Weekend reads - Smart Energy Decisions

Energy Efficiency, GHG Emissions, Sourcing Renewables  -  February 6, 2021

Weekend reads: Exxon Mobil's $3 billion investment in carbon capture; GM pits US against Norway in EV Super Bowl ad

It's Super Bowl weekend! Kick back and catch up with these must-read articles from around the web.

G20 Countries’ Climate Policies Fail to Make the Grade on Paris Promises (BloombergNEF) With just nine months to go until the critical next round of international climate talks, the world’s largest economies are far from having the right policy plans in place to meet the green pledges made at the COP21 climate conference in Paris in 2015, let alone bolder new promises to decarbonize, according to new research from BloombergNEF (BNEF). BNEF’s G20 Zero-Carbon Policy Scoreboard evaluates the G20 countries’ decarbonization policies to measure which governments have implemented regimes to realize the goals of the Paris Agreement, or more substantial decarbonization. It highlights examples of what works and could be replicated elsewhere, and flags where more progress is needed.

Exxon Mobil to invest $3 billion in carbon capture and other projects to lower emissions. (New York Times) Exxon Mobil, which has long been criticized by environmentalists and some investors and elected leaders for not doing enough to curb climate change, said on Monday it would invest $3 billion over the next five years in energy projects that lower emissions. The company said the first area it would work on is capturing carbon dioxide emissions from industrial plants and storing the gas so it does not enter the atmosphere, where it contributes to global warming. Many climate experts have said that such carbon capture and sequestration will be critical in the fight against climate change.

Webinar: Applying AI to Commercial HVAC Systems (Siemens) Wednesday, February 24, 2021, 2:00 PM Eastern Standard Time. HVAC systems consume on average between 20% and 50% of total building energy. While saving energy, aggressive efficiency standards established by regulators and organizations drive complexity and cost. At the same time, air quality and public health issues such as COVID-19 introduce new demands on safe and responsible operation of HVAC systems outside of efficiency or comfort demands.
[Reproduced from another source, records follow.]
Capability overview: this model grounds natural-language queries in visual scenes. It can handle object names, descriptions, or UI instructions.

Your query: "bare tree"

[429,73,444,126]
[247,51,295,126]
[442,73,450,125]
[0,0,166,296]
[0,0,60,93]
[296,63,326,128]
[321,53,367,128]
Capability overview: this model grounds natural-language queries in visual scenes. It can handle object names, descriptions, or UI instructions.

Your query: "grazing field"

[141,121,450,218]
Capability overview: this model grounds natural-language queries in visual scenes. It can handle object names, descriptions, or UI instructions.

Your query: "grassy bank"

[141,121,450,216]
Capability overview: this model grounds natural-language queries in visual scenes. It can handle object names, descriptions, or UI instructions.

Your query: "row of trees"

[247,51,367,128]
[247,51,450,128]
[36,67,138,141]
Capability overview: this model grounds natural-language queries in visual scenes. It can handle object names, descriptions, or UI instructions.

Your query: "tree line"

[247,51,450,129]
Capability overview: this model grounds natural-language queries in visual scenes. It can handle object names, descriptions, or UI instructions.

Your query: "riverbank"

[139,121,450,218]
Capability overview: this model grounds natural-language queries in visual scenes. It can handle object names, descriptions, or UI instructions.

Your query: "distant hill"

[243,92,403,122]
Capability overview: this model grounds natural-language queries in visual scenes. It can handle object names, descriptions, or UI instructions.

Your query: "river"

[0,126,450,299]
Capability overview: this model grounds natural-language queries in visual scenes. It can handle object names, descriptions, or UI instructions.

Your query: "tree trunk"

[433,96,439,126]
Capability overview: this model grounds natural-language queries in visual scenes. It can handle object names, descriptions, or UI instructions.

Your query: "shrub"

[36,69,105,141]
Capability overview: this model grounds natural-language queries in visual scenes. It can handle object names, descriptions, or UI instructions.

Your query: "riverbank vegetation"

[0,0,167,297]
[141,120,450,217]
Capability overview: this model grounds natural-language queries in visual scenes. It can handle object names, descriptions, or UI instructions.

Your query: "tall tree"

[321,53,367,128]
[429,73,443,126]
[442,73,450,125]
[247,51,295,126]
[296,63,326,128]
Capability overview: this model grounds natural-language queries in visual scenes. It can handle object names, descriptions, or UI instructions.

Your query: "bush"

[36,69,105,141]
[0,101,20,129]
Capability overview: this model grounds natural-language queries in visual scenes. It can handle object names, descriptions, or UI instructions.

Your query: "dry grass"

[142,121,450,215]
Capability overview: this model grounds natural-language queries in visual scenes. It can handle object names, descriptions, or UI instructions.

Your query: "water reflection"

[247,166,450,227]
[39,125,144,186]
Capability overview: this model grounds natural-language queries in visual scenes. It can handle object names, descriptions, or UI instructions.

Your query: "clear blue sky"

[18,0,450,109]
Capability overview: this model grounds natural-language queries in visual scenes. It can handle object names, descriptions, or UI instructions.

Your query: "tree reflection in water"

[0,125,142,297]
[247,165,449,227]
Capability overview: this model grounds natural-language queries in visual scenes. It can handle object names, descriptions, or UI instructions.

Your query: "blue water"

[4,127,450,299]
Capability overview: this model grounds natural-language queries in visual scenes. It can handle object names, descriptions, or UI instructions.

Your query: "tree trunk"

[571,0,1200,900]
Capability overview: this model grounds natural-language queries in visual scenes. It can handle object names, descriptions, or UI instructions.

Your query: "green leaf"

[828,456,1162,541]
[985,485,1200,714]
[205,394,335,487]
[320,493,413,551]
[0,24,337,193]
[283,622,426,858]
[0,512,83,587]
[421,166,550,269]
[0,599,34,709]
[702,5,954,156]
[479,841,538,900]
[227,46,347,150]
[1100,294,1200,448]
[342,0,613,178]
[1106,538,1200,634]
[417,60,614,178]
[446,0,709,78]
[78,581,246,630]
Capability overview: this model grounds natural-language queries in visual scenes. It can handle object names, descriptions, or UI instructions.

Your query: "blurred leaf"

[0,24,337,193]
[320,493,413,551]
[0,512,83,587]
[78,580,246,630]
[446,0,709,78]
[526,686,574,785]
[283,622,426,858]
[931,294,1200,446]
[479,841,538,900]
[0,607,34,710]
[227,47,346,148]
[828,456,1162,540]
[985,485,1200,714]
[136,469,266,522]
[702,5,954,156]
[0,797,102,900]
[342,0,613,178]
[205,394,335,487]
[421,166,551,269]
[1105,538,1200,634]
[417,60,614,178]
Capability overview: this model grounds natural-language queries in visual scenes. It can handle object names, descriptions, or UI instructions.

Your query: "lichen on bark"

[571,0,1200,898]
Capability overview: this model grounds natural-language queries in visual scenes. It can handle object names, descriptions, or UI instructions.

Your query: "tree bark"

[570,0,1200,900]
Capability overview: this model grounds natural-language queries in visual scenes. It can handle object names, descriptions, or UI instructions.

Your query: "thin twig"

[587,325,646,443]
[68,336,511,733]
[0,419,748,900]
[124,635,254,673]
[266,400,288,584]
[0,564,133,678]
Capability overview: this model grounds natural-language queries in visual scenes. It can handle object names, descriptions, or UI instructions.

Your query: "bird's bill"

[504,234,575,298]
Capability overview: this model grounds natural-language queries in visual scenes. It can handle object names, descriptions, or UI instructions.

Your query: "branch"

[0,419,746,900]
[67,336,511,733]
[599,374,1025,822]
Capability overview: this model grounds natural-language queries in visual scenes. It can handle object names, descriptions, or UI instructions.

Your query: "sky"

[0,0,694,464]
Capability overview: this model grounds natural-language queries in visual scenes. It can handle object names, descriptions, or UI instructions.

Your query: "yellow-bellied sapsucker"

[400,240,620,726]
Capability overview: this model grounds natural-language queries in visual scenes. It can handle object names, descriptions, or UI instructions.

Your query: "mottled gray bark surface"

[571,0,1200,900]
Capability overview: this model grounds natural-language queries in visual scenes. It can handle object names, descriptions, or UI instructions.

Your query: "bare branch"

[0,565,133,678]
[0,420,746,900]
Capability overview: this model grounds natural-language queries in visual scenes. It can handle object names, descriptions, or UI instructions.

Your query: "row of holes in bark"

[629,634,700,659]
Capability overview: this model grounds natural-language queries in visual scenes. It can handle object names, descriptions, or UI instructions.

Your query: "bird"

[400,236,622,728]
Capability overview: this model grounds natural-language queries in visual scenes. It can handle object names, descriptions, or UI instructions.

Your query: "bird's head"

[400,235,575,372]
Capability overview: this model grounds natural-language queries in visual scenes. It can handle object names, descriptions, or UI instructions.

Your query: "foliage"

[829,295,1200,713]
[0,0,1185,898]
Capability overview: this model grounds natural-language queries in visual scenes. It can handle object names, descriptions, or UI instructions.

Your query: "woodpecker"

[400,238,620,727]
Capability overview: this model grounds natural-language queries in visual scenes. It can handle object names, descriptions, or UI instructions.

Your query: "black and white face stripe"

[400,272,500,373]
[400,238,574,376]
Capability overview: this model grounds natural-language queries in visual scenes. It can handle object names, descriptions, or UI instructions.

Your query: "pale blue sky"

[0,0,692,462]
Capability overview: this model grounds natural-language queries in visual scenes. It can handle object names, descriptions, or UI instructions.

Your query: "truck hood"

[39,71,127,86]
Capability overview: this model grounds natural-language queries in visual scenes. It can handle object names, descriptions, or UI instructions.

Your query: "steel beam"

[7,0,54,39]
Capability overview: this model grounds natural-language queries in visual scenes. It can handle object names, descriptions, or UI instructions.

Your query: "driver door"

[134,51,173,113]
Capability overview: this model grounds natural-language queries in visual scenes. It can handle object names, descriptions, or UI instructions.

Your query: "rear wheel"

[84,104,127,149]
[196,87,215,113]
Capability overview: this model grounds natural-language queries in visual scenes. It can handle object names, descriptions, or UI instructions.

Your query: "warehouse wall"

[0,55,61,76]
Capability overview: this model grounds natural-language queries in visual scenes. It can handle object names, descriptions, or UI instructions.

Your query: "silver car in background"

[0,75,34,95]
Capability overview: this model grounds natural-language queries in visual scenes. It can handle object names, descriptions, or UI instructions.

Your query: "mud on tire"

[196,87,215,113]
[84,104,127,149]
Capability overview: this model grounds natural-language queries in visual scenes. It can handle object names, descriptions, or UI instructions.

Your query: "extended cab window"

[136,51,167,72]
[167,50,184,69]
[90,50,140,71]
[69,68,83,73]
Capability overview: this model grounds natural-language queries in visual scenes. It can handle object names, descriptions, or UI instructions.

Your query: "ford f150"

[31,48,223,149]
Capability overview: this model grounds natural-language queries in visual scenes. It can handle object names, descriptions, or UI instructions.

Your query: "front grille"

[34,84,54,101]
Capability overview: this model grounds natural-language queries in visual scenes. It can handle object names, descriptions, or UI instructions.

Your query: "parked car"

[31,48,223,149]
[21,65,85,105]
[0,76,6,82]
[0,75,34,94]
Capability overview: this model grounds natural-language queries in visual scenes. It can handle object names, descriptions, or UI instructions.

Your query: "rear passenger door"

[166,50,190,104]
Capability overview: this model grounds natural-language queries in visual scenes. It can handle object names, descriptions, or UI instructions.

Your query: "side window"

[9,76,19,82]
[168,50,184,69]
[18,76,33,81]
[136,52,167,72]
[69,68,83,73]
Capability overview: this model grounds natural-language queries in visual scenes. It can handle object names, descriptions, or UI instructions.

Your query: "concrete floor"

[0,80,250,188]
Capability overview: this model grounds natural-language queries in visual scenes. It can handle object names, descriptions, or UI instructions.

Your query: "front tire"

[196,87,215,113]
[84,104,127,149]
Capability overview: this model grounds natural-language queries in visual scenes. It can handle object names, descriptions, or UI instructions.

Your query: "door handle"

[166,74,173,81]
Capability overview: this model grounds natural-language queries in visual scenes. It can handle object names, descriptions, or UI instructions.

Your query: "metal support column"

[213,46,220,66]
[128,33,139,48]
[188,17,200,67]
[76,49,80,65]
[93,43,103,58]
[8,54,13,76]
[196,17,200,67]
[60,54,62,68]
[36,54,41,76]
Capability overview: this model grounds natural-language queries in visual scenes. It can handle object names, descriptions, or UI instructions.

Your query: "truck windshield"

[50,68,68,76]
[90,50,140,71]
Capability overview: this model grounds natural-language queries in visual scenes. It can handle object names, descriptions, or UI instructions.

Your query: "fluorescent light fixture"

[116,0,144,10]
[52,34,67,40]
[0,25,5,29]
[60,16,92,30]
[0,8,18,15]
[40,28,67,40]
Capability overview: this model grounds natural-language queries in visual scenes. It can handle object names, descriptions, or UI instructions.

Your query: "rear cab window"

Cloud-enabled Artificial Intelligence (AI) and Machine Learning can help solve these problems through use of dynamic models. These methods unlock ways to improve efficiency, reduce costs, and create dynamic flexibility as priorities change. This seminar will discuss methods, best practices, and pros and cons of using these approaches to controlling HVAC systems in modern buildings. REGISTER HERE

Student-Faculty Collaboration Tracks Corporate Efforts to Curb Greenhouse Gas Emissions (Yale University) For Daniela Chona ’20 and Pete Edmunds ’20, a summer spent as research assistants for one of their Yale SOM professors led to an unexpected role: as co-authors of a report tracking greenhouse gas (GHG) emissions, and efforts to curb them, among the biggest companies in the United States. The report, written with Professor Lesley Meng and published recently by the Yale Center for Business and the Environment, examines the varying standards for how companies report emissions, identifies the biggest emitters, and looks at company goals and initiatives for emissions reduction, among other insights. The report, titled Net Zero: The Next Frontier for Corporate Sustainability, includes nine data visualizations analyzing GHG emissions from the S&P 100 across various dimensions.

Sustainability in Hollywood Backslides Amid COVID (The Hollywood Reporter) For the past decade, sustainability in Hollywood has revolved around a handful of environmental pillars: reducing waste, conserving energy, curbing the carbon footprint and donating leftover food and goods. Then came COVID-19. "So many of the advances that we've had — especially around craft services — have just been shattered," says Environmental Media Association CEO Debbie Levin, who has worked with studios on their green practices since 2003. The pandemic has overturned what once was considered de rigueur for many film and TV productions: Sets are axing reusable water bottles and going back to single-use; shifting buffet-style craft services tables to individual meals wrapped in plastic; restricting food and clothing donations because of possible contamination; and generating an unexpected level of medical waste with masks, gloves and coronavirus tests. As Levin notes, "It's everything we told everybody not to do for all these years."

GM sets stage for US competing with Norway on EV adoption in new Super Bowl ad with Will Ferrell (Electrek) GM appears to be setting the stage for the US to challenge Norway’s lead in electric vehicle adoption with a new Super Bowl ad featuring Will Ferrell. Over the last few years, several major automakers have used Super Bowl ads to promote their electric vehicles and electrification plans. Last year, GM used its Super Bowl ad to announce its electric Hummer. Now GM is again going to promote its plans to go electric in its Super Bowl ad, but it appears to be taking a different and amusing approach. The automaker hasn’t revealed the ad yet, but it has released a series of teasers that are mainly just Will Ferrell hating on Norway.